È intervenuta addirittura Liliana Segre per dire che questa riforma costituzionale, ovvero “la madre di tutte le riforme” come l’ha chiamata Giorgia Meloni, non va bene. Anzi va malissimo. Parliamo ovviamente del famoso, anzi famigerato premierato, ossia quel sistema di governo che permetterebbe ai cittadini di eleggere il premier (o la premier) saltando il Parlamento e quindi riducendolo a una sorta di assemblea quasi inutile, costretta a ratificare le decisioni del capo (o della capa) del governo che una volta avuta l’investitura popolare avrebbe il potere di fare il bello e soprattutto il cattivo tempo. Per non parlare del Presidente della Repubblica ridotto a quel punto a un semplice passacarte delle decisioni del governo, senza più il potere di nominare il capo (o la capa) del governo, visto che sarebbe stato eletto direttamente dal “popolo sovrano”, senza poter più sciogliere le Camere visto che le scioglierebbe direttamente il premier qualora perdesse la maggioranza, insomma un Capo dello Stato solo di nome e non di fatto. Una carica onorifica, in pratica, che certo non sarebbe più in grado, come adesso, di bilanciare, correggere, a volte anche impedire i provvedimenti sbagliati del governo.
Quindi un Capo dello Stato inutile, un Parlamento più che dimezzato e un paese nelle mani del premier che ha eletto e che avrebbe in mano tutto il potere.
Parlare di dittatura forse è eccessivo, ma neanche tanto. Non a caso un sistema del genere non esiste in nessun paese al mondo, l’hanno sperimentato solo in Israele per abolirlo in pochissimo tempo dopo essersi resi conto che si trattava di un gravissimo errore.

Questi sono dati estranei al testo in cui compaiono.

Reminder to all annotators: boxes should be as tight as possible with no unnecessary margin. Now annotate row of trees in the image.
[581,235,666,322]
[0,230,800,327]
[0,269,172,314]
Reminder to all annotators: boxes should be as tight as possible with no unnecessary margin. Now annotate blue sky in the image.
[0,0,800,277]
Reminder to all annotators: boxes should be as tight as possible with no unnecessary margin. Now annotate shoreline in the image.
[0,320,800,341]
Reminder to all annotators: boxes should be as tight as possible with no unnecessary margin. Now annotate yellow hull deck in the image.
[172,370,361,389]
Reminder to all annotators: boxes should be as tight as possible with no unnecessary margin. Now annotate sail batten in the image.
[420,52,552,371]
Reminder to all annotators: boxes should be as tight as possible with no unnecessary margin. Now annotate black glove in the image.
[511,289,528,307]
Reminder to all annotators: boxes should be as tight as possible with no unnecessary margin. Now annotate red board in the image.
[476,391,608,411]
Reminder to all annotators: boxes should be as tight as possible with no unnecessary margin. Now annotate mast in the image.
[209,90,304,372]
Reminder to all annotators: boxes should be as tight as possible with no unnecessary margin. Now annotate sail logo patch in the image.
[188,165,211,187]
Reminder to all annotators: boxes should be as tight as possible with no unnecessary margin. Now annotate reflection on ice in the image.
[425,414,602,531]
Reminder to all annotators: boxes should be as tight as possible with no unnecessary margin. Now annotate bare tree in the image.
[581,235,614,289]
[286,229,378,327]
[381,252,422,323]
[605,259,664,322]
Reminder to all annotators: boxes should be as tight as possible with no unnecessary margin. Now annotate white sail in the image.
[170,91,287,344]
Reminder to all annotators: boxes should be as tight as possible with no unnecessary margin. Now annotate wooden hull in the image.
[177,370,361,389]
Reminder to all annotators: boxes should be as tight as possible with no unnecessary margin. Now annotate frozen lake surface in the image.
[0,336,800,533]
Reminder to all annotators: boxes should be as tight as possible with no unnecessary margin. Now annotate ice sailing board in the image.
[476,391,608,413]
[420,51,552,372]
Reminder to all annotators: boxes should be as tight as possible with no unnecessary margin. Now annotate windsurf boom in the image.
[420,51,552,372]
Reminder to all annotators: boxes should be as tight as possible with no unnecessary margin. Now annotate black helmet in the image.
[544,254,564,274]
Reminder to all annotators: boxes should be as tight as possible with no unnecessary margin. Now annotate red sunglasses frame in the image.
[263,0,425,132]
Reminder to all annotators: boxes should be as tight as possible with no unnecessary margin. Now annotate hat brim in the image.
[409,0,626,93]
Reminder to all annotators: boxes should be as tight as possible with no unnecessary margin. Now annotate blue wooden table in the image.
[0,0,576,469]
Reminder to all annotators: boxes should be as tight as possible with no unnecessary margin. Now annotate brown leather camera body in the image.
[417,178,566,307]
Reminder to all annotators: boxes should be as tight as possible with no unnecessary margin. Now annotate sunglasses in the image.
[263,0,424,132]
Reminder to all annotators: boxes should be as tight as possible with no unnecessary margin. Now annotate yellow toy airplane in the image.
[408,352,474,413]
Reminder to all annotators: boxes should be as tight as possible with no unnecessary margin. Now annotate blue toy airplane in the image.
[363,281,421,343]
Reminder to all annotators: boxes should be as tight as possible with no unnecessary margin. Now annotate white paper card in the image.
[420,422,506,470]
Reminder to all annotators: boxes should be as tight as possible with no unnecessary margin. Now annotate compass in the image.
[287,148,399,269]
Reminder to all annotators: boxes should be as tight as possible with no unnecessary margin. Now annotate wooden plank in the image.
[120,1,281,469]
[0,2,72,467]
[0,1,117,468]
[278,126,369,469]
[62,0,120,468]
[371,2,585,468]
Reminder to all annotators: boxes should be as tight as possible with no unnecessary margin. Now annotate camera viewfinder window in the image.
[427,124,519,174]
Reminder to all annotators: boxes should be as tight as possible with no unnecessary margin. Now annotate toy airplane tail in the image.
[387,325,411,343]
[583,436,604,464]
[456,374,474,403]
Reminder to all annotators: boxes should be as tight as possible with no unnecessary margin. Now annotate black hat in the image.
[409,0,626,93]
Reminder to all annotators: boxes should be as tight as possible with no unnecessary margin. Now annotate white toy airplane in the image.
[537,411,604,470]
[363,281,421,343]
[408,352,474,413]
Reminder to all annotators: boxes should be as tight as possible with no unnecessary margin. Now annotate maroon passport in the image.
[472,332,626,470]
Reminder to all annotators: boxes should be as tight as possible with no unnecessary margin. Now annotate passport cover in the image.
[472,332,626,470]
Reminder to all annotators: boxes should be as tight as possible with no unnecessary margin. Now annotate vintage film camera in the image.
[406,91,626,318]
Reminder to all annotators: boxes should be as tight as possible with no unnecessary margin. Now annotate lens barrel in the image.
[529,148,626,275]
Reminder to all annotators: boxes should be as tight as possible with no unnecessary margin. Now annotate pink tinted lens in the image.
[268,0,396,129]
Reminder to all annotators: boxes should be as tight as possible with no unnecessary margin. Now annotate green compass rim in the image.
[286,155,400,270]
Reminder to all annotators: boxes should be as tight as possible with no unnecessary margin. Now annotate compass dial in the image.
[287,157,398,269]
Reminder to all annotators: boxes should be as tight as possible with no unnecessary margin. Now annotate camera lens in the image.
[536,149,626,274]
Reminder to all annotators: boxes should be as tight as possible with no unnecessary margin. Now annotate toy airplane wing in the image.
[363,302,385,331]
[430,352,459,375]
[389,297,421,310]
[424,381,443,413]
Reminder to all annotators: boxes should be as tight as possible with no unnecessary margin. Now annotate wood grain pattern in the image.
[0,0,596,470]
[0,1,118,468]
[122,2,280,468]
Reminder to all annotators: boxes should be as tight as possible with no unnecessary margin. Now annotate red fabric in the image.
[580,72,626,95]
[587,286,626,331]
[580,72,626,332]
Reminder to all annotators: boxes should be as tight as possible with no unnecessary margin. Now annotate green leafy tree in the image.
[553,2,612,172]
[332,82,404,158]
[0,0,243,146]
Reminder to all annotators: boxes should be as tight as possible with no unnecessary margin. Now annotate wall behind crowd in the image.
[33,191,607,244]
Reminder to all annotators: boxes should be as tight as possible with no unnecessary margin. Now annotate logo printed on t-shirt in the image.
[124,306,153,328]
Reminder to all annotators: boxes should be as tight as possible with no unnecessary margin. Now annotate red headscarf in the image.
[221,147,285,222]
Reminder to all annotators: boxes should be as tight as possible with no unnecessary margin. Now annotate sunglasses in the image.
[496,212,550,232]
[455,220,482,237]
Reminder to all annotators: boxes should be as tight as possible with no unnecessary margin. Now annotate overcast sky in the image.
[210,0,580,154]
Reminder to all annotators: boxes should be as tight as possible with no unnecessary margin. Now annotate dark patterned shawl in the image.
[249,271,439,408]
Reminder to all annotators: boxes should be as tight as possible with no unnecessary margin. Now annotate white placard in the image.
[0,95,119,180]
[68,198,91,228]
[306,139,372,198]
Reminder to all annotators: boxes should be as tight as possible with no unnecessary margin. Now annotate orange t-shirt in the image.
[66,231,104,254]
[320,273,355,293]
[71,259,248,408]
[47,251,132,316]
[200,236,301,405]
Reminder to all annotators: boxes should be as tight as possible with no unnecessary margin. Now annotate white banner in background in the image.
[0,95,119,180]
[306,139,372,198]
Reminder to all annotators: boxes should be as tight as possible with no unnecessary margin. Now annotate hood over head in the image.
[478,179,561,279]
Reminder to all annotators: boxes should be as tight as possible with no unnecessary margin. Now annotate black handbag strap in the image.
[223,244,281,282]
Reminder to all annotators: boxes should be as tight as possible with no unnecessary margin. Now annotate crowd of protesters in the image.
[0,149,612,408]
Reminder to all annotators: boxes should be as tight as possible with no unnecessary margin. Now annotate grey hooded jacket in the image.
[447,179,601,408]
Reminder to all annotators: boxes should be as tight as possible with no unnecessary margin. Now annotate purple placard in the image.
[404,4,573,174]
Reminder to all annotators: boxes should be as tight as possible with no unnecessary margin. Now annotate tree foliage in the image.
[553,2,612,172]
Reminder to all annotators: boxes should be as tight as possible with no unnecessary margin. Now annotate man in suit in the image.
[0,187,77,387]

Invece noi questo errore lo stiamo perseguendo convinti di fare la cosa giusta, almeno dal punto di vista della destra oggi al governo. La legge infatti sta andando avanti in Parlamento e pure se ci vuole ancora tempo affinché venga approvata (essendo una riforma costituzionale serve una doppia lettura di Camera a Senato a distanza di tre mesi l’una dall’altra), alla fine è molto probabile che verrà varata.
Per fortuna non otterrà i due terzi dei voti e dunque – secondo la Costituzione, che finché non viene abolita resta in vigore – avrà bisogno di passare attraverso un referendum confermativo. Esattamente come accadde per la riforma voluta da Matteo Renzi nel 2016 e che venne bocciata dalla maggioranza degli elettori. Resta dunque da sperare nella saggezza popolare che anche stavolta rifiuti le scorciatoie e le semplificazioni istituzionali, rigettando il tentativo di dare “i pieni poteri” a un premier, così come Matteo Salvini invocò nel 2019, tentativo che gli costò molto caro: crisi di governo da lui voluta, niente elezioni anticipate ma nascita dell’esecutivo rosso-verde, crisi profonda della sua Lega che in poco tempo è passata dal 32 per cento all’attuale 8. Altro che pieni poteri.
Chissà se andrà nello stesso modo anche stavolta, è possibile, forse anche probabile ma per niente scontato. L’italiano medio potrebbe anche essere affascinato dall’uomo (o la donna) forte, che decide senza perdere tempo, senza farsi imbrigliare nella burocrazia politica, senza dover scendere a continui compromessi con deputati e senatori e presidenti vari. Finalmente qualcuno che prende in mano le redini del comando e decide una volta per tutte. Salvo poi spernacchiarlo alla prima occasione utile, come il marziano della barzelletta di Ennio Flaiano, quello che era arrivato a Roma e per qualche giorno era diventato l’attrazione della città ma poi era finito in mezzo a ironie e scherzi, in breve tempo dimenticato da tutti. Confermando così la storica frase di Bertold Brecht: “Beati quei popoli che non hanno bisogno di eroi”.